Deux fanatiques, nommés Stork et Muncer[1], nés en Saxe, se servirent de quelques passages de l’Écriture qui insinuent qu’on n’est point disciple de Christ sans être inspiré : ils prétendirent l’être.

(1523) Ce sont les premiers enthousiastes dont on ait ouï parler dans ces temps-là : ils voulaient qu’on rebaptisât les enfants, parce que le Christ avait été baptisé étant adulte ; c’est ce qui leur procura le nom d’anabaptistes. Ils se dirent inspirés, et envoyés pour réformer la communion romaine et la luthérienne, et pour faire périr quiconque s’opposerait à leur évangile, se fondant sur ces paroles : « Je ne suis pas venu apporter la paix, mais le glaive[2]. »

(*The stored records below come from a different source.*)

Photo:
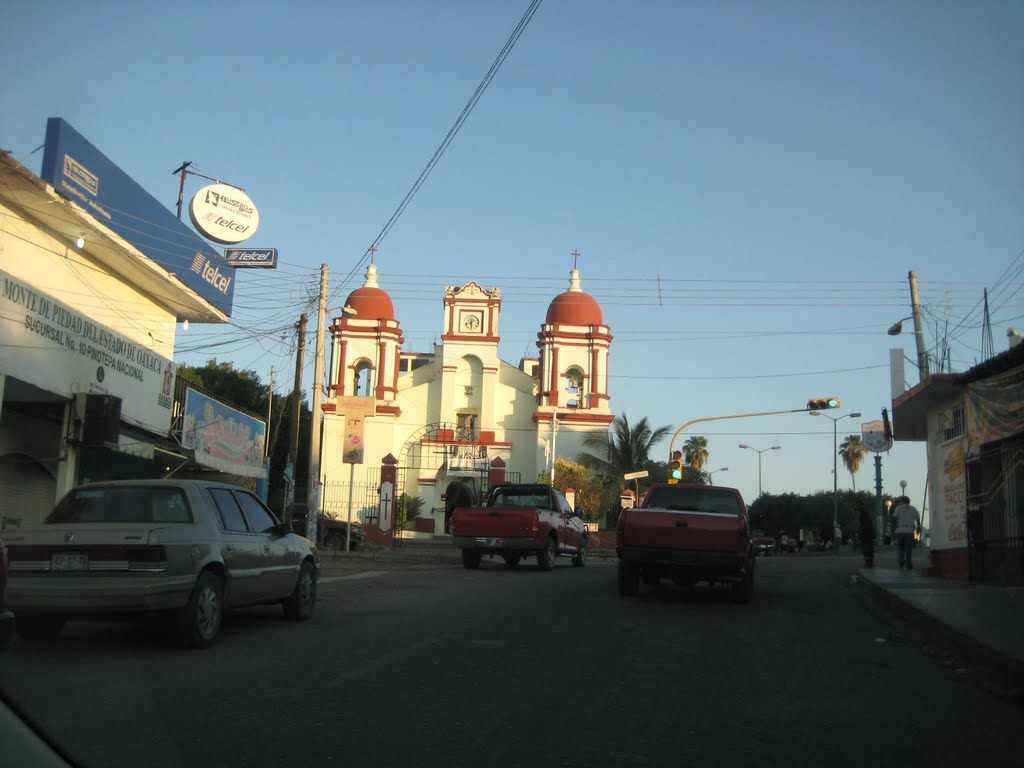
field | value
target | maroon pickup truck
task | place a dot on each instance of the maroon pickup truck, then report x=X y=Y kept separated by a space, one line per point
x=519 y=521
x=687 y=534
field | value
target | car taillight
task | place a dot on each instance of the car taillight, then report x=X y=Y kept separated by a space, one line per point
x=152 y=558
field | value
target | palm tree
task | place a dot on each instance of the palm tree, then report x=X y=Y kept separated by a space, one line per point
x=695 y=450
x=852 y=451
x=622 y=449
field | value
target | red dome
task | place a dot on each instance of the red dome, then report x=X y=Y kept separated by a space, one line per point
x=371 y=303
x=574 y=308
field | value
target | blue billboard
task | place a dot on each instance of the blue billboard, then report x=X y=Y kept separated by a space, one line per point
x=82 y=173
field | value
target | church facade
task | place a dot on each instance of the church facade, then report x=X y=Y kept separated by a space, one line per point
x=448 y=418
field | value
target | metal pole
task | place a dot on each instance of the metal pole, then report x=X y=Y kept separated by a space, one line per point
x=313 y=482
x=293 y=442
x=836 y=481
x=918 y=333
x=348 y=527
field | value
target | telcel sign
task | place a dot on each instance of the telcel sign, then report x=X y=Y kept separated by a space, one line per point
x=224 y=214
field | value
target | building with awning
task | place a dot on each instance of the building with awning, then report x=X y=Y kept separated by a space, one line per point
x=95 y=275
x=974 y=426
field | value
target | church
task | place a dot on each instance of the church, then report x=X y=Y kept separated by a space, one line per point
x=452 y=420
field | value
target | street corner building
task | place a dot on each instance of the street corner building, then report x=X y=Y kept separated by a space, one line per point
x=95 y=274
x=454 y=420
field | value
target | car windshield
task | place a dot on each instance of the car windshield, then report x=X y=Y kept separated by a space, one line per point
x=115 y=504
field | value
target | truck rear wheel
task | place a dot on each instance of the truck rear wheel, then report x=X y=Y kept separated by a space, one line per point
x=546 y=556
x=742 y=592
x=629 y=579
x=470 y=559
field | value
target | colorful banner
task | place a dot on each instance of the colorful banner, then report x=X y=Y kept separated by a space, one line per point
x=994 y=408
x=222 y=437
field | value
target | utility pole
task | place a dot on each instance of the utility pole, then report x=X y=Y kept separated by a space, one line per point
x=269 y=414
x=919 y=334
x=293 y=444
x=313 y=482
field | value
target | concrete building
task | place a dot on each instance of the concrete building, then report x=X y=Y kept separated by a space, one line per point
x=449 y=416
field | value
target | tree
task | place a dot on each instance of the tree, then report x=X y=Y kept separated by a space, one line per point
x=852 y=452
x=695 y=451
x=570 y=474
x=622 y=449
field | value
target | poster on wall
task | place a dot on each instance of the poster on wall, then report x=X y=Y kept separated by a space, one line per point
x=355 y=411
x=222 y=437
x=948 y=523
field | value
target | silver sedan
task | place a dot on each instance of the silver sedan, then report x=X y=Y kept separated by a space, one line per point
x=188 y=549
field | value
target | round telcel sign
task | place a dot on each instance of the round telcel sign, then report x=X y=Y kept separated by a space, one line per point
x=223 y=213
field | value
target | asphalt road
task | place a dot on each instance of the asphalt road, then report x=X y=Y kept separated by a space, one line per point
x=432 y=665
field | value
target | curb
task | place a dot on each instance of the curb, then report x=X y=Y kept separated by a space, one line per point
x=1001 y=675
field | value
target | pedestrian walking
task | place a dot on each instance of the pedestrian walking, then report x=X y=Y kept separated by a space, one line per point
x=867 y=536
x=907 y=520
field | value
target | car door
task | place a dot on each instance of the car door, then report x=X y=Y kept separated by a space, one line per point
x=279 y=562
x=240 y=549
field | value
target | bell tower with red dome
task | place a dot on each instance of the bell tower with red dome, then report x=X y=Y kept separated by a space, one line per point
x=367 y=345
x=573 y=373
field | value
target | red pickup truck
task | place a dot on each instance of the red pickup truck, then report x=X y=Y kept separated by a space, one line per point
x=520 y=520
x=687 y=534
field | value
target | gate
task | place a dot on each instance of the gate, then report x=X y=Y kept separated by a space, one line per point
x=995 y=513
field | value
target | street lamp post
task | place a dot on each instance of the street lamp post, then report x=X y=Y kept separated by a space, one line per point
x=835 y=420
x=761 y=451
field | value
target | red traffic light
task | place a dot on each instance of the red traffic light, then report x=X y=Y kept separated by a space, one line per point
x=822 y=403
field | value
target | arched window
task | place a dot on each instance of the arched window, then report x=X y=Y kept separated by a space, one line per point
x=573 y=388
x=361 y=378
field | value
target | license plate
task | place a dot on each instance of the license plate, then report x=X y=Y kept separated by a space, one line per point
x=69 y=561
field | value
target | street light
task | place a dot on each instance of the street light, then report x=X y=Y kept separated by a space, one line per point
x=835 y=465
x=773 y=448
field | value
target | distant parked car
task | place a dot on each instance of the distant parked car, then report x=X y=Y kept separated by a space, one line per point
x=6 y=616
x=187 y=549
x=332 y=534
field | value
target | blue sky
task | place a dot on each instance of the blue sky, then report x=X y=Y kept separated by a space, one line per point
x=749 y=182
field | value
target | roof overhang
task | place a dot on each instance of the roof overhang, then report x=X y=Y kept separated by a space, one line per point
x=38 y=203
x=910 y=410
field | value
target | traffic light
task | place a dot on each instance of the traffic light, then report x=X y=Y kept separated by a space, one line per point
x=676 y=467
x=822 y=403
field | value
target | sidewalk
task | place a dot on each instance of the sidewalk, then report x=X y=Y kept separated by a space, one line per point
x=982 y=623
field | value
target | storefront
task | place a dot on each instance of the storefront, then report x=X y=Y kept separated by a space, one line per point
x=88 y=323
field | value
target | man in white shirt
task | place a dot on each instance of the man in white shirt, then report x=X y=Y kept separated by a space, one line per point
x=907 y=523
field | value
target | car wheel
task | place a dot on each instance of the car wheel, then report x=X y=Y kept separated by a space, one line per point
x=302 y=602
x=199 y=622
x=546 y=556
x=629 y=579
x=38 y=628
x=470 y=559
x=580 y=558
x=742 y=592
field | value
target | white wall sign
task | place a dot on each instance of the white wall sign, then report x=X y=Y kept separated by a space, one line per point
x=223 y=213
x=62 y=351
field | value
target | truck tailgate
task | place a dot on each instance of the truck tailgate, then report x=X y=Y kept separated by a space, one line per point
x=494 y=522
x=665 y=528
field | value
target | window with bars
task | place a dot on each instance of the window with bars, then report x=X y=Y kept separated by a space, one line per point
x=951 y=424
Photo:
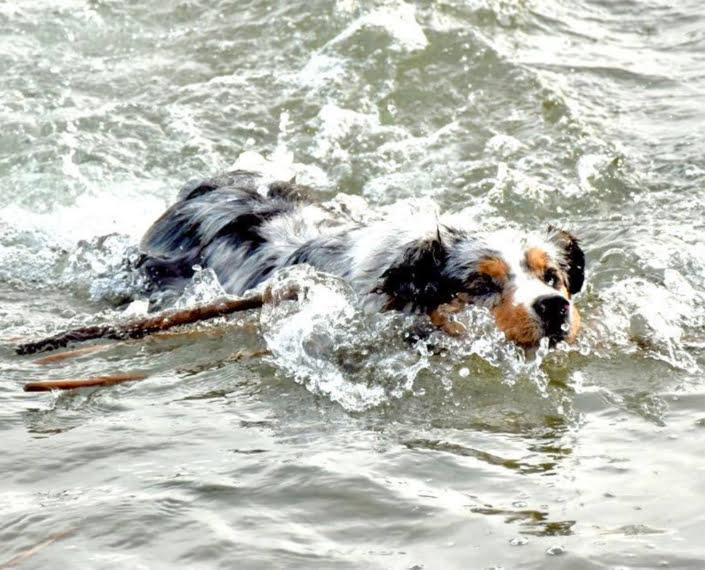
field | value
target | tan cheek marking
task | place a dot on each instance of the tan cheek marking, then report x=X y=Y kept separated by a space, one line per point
x=537 y=260
x=495 y=268
x=516 y=322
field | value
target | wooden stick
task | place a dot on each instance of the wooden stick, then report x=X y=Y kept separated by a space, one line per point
x=22 y=556
x=140 y=328
x=71 y=383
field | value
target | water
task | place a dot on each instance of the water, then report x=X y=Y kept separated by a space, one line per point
x=345 y=447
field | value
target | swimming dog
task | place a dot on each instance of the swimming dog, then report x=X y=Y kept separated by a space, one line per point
x=245 y=228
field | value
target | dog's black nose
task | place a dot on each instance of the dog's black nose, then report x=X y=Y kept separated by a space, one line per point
x=553 y=312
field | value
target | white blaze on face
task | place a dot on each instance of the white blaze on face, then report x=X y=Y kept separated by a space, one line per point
x=526 y=285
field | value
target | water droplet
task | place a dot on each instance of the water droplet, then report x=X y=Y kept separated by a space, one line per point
x=556 y=550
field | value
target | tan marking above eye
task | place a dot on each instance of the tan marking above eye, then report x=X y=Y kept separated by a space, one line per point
x=495 y=268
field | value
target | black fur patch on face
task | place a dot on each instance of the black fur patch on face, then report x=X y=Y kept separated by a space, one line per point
x=417 y=279
x=573 y=263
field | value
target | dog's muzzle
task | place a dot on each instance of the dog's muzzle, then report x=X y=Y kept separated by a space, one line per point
x=553 y=312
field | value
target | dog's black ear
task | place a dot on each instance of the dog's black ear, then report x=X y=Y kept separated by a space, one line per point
x=416 y=281
x=572 y=259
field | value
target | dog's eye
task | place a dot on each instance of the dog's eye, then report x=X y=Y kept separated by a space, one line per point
x=551 y=278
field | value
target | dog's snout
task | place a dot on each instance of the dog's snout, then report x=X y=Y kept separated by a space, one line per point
x=553 y=311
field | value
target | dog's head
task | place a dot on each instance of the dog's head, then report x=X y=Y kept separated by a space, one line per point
x=527 y=283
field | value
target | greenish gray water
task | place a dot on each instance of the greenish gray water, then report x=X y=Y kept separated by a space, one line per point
x=345 y=448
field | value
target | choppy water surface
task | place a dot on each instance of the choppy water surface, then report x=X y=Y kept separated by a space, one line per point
x=345 y=447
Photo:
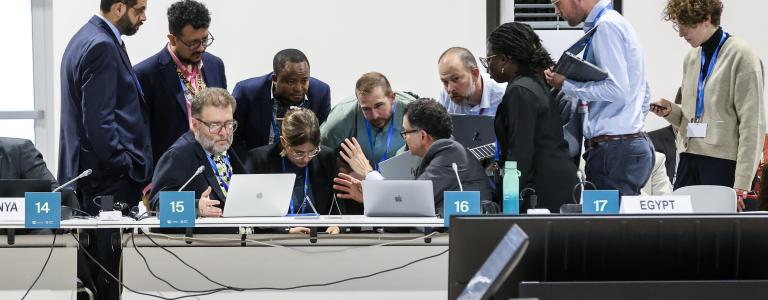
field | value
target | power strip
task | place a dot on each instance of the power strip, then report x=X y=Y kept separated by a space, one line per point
x=114 y=215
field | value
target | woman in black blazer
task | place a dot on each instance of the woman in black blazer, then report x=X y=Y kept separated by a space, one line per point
x=299 y=152
x=527 y=123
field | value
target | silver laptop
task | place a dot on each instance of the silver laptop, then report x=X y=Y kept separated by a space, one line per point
x=400 y=167
x=398 y=198
x=259 y=195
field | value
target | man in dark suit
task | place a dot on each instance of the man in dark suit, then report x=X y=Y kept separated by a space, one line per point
x=103 y=123
x=179 y=70
x=427 y=129
x=19 y=159
x=262 y=101
x=206 y=144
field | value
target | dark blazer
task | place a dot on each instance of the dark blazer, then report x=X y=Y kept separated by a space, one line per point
x=165 y=98
x=180 y=162
x=322 y=169
x=529 y=132
x=254 y=109
x=436 y=166
x=19 y=159
x=103 y=123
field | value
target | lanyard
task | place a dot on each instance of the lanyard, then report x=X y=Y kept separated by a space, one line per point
x=372 y=142
x=306 y=185
x=275 y=128
x=594 y=22
x=704 y=75
x=223 y=182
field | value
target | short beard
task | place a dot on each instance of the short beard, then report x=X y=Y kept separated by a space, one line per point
x=126 y=27
x=210 y=145
x=465 y=98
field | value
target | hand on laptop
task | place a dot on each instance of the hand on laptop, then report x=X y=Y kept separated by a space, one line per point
x=207 y=207
x=352 y=187
x=353 y=154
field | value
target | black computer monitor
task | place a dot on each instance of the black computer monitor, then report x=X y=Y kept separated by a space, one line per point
x=17 y=187
x=618 y=248
x=494 y=271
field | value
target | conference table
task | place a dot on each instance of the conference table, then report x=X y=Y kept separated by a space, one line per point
x=375 y=265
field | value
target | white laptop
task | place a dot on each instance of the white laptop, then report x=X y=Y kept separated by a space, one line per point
x=259 y=195
x=398 y=198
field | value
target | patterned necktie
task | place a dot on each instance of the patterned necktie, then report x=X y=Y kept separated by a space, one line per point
x=223 y=172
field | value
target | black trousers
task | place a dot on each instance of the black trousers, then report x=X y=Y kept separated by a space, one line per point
x=694 y=169
x=103 y=244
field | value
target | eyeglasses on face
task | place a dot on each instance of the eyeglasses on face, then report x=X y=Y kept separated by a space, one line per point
x=404 y=133
x=205 y=43
x=301 y=154
x=486 y=61
x=215 y=127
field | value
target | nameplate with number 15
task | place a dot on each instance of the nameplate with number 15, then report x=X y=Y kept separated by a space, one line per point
x=177 y=209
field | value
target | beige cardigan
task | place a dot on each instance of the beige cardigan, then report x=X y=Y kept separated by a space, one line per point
x=733 y=108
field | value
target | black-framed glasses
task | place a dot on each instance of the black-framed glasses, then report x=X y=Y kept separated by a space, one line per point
x=406 y=132
x=215 y=127
x=301 y=154
x=486 y=61
x=205 y=43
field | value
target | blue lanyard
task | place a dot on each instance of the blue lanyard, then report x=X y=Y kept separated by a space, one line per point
x=216 y=171
x=703 y=76
x=594 y=23
x=306 y=186
x=275 y=128
x=372 y=142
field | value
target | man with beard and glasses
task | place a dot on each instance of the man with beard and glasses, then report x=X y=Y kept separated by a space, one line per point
x=103 y=124
x=466 y=90
x=177 y=72
x=206 y=144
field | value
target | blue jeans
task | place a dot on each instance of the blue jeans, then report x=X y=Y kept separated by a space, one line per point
x=623 y=165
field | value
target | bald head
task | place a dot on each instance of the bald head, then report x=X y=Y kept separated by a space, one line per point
x=460 y=76
x=458 y=55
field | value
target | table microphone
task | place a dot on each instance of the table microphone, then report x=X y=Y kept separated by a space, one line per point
x=456 y=171
x=197 y=172
x=84 y=174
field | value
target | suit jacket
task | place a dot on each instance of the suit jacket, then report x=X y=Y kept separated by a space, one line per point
x=19 y=159
x=165 y=98
x=180 y=162
x=530 y=132
x=254 y=109
x=103 y=122
x=436 y=166
x=322 y=169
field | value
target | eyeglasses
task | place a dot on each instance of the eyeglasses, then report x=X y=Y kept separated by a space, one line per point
x=215 y=127
x=486 y=61
x=205 y=43
x=300 y=154
x=406 y=132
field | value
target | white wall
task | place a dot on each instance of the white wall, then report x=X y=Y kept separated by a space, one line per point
x=664 y=49
x=400 y=38
x=342 y=39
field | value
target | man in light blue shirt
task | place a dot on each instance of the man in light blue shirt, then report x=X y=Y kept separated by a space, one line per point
x=618 y=153
x=466 y=90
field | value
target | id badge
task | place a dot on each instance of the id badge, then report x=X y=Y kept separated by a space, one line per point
x=697 y=130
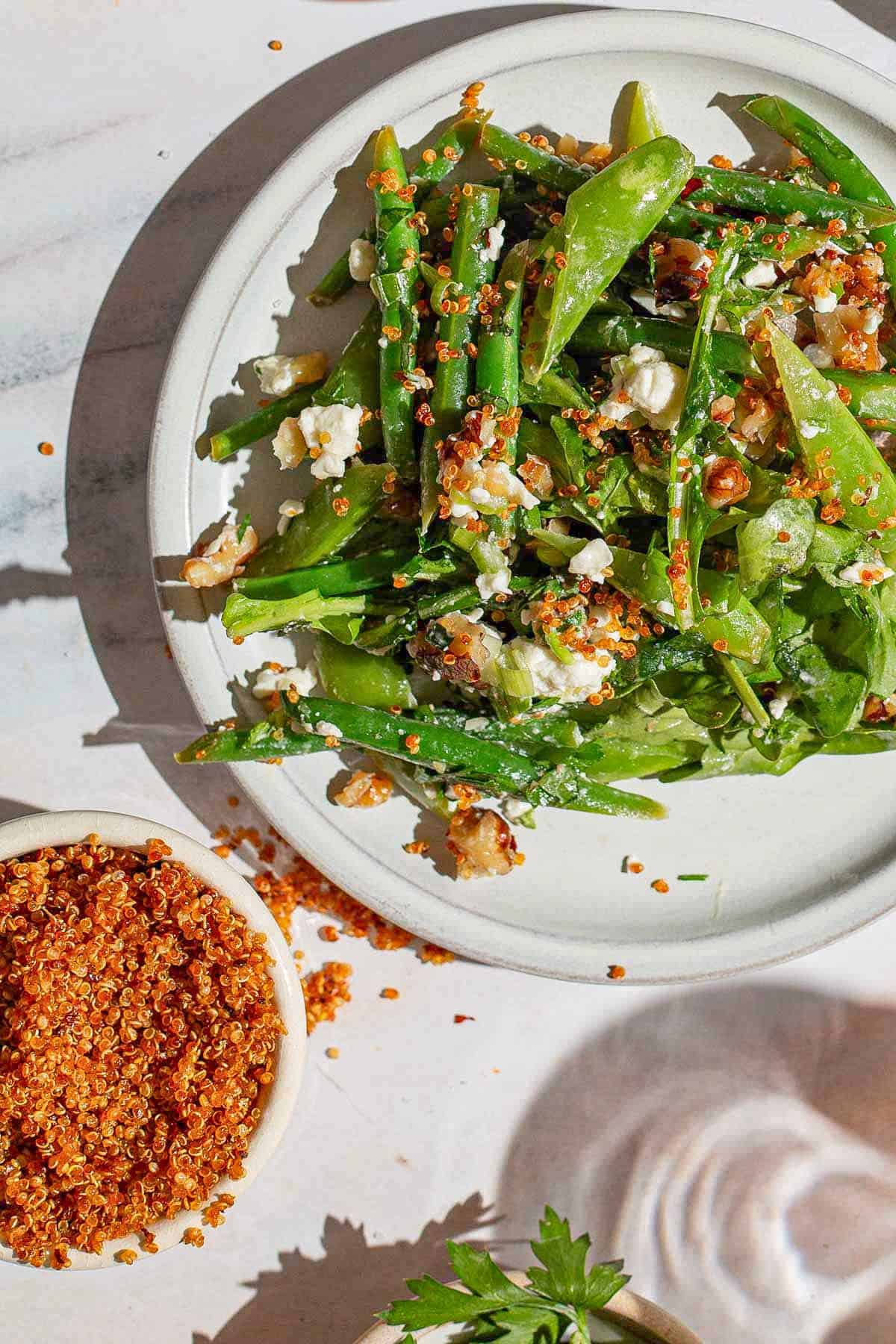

Luther avait réussi à faire soulever les princes, les seigneurs, les magistrats, contre le pape et les évêques. Muncer souleva les paysans contre tous ceux-ci : lui et ses disciples s’adressèrent aux habitants des campagnes en Souabe, en Misnie, dans la Thuringe, dans la Franconie. Ils développèrent cette vérité dangereuse qui est dans tous les cœurs, c’est que les hommes sont nés égaux, et que si les papes avaient traité les princes en sujets, les seigneurs traitaient les paysans en bêtes. À la vérité, le manifeste de ces sauvages, au nom des hommes qui cultivent la terre, aurait été signé par Lycurgue : ils demandaient qu’on ne levât sur eux que les dîmes des grains ; qu’une partie fût employée au soulagement des pauvres ; qu’on leur permît la chasse et la pêche pour se nourrir ; que l’air et l’eau fussent libres ; qu’on modérât leurs corvées ; qu’on leur laissât du bois pour se chauffer : ils réclamaient les droits du genre humain ; mais ils les soutinrent en bêtes féroces.

Les cruautés que nous avons vues exercées par les communes de France, et en Angleterre du temps des rois Charles VI et Henri V, se renouvelèrent en Allemagne, et furent plus violentes par l’esprit de fanatisme. Muncer s’empare de Mulhausen en Thuringe en prêchant l’égalité, et fait porter à ses pieds l’argent des habitants en prêchant le désintéressement. (1525) Les paysans se soulèvent de la Saxe jusqu’en Alsace : ils massacrent les gentilshommes qu’ils rencontrent ; ils égorgent une fille bâtarde de l’empereur Maximilien Ier. Ce qui est très-remarquable, c’est qu’à l’exemple des anciens esclaves révoltés, qui, se sentant incapables de gouverner, choisirent pour leur roi le seul de leurs maîtres échappé au carnage, ces paysans mirent à leur tête un gentilhomme.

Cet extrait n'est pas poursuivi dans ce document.